Compliance with Act Does Not Preclude Human Rights Subscriptions Violation

Ripplinger v. Ryan (1996), 24 C.H.R.R. D/435 (Sask. C.A.)

This is an appeal by Judith Anne Ryan from a decision of the Court of Queen's Bench. The Court of Queen's Bench overturned a decision of a Board of Inquiry which ruled that Ms. Ryan was discriminated against because of her disability because the premises of the Collections Fine Art Gallery were not accessible to persons using wheelchairs.

Ms. Ryan filed a complaint in 1991 when she learned that renovations were being made to the Collections Fine Art Gallery but there were apparently no plans to make it accessible. The renovations had the effect of joining together two structures, to make a gallery and cafe complex which allowed customers to move from one to the other indoors.

The renovations were completed in compliance with the Uniform Building and Accessibility Standards Act and with permits issued by the City of Regina, but the building was not made accessible.
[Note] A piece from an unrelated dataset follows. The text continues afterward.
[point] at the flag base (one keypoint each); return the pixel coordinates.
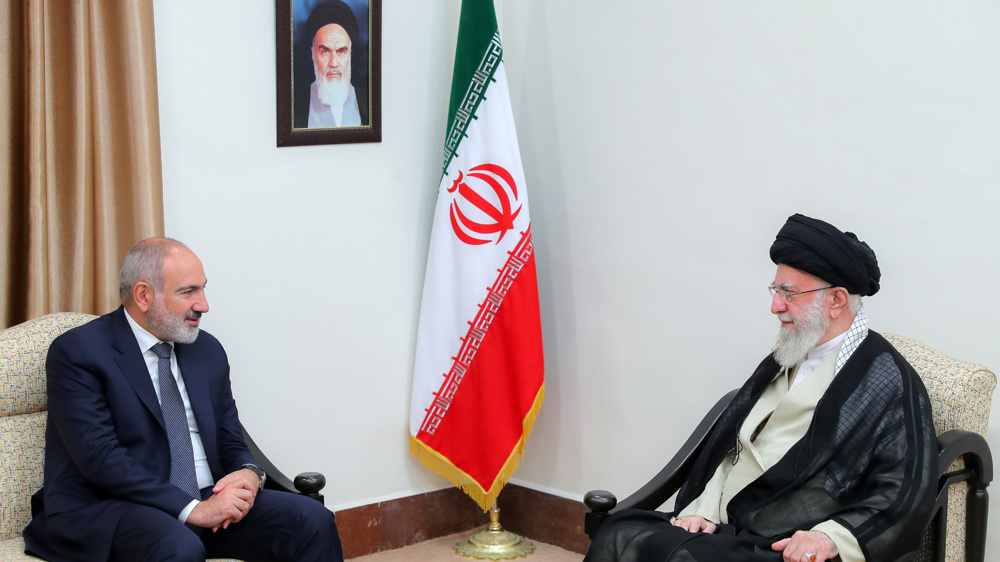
(494, 543)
The Board of Inquiry found that the fact that the renovations complied with the Uniform Building and Accessibility Standards Act did not preclude its finding that The Saskatchewan Human Rights CodeĀ was violated. The CodeĀ takes precedence by virtue of s. 44 which gives it paramountcy over other legislation. The Board of Inquiry also concluded that given the financial status of Mr. Ripplinger's business operation, making the gallery accessible was not an undue hardship.

On appeal, the Court of Queen's Bench ruled that the Board of Inquiry erred by embarking on an inquiry into the whole complex when the complaint form Ms. Ryan signed referred only to the Gallery on Smith Street. The Court also found that the Board of Inquiry deal with information regarding the business operation as a whole rather than financial information regarding the Smith Street operation, and consequently it could not properly assess whether there was an undue hardship. The Court of Queen's Bench set aside the decision of the Board of Inquiry.
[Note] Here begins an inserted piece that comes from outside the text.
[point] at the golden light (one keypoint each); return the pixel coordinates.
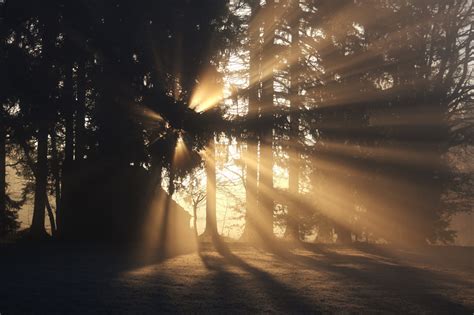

The Court of Appeal finds, however, that the Board of Inquiry did not err in determining that the joined buildings were to be treated as one business undertaking. Ms. Ryan's complaint was made after she saw renovations being made to the Gallery that would join the two buildings together. She was complaining that Mr. Ripplinger failed to make the whole complex accessible. The respondent was aware of this and was not prejudiced by the Board's consideration of the whole complex.

The Court of Appeal also rejects the respondent's argument that his compliance with the Uniform Building and Accessibility Standards Act is a complete answer to the complaint. The UBAS Act states specifically that compliance with its requirements does not authorize constructing a building that does not comply with any other Act or law.
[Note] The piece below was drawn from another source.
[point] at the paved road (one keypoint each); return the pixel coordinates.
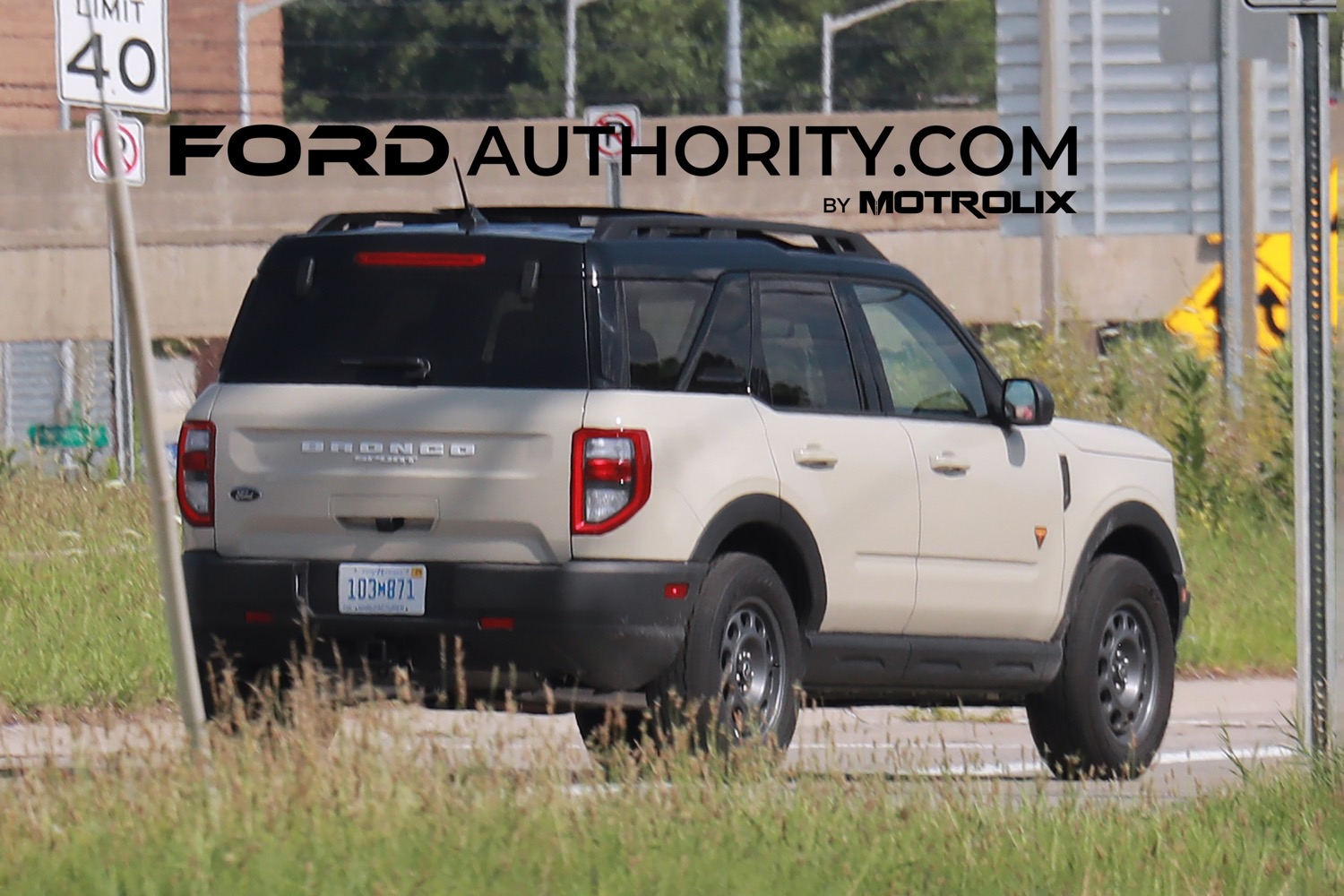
(1217, 726)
Finally, the Court of Appeal finds that the Board of Inquiry correctly ruled that Mr. Ripplinger did not prove an undue hardship. The order of the Board of Inquiry simply requires Mr. Ripplinger to cease the contravention and creates the opportunity for a negotiated settlement in consultation with the Commission.

It is conceivable that if a negotiated settlement is not concluded, the Board of Inquiry may issue an order; and Mr. Ripplinger may be able to argue that such an order creates an undue hardship. It will be up to him to prove his case at that time.

The appeal is allowed and the decision of the Board of Inquiry is restored.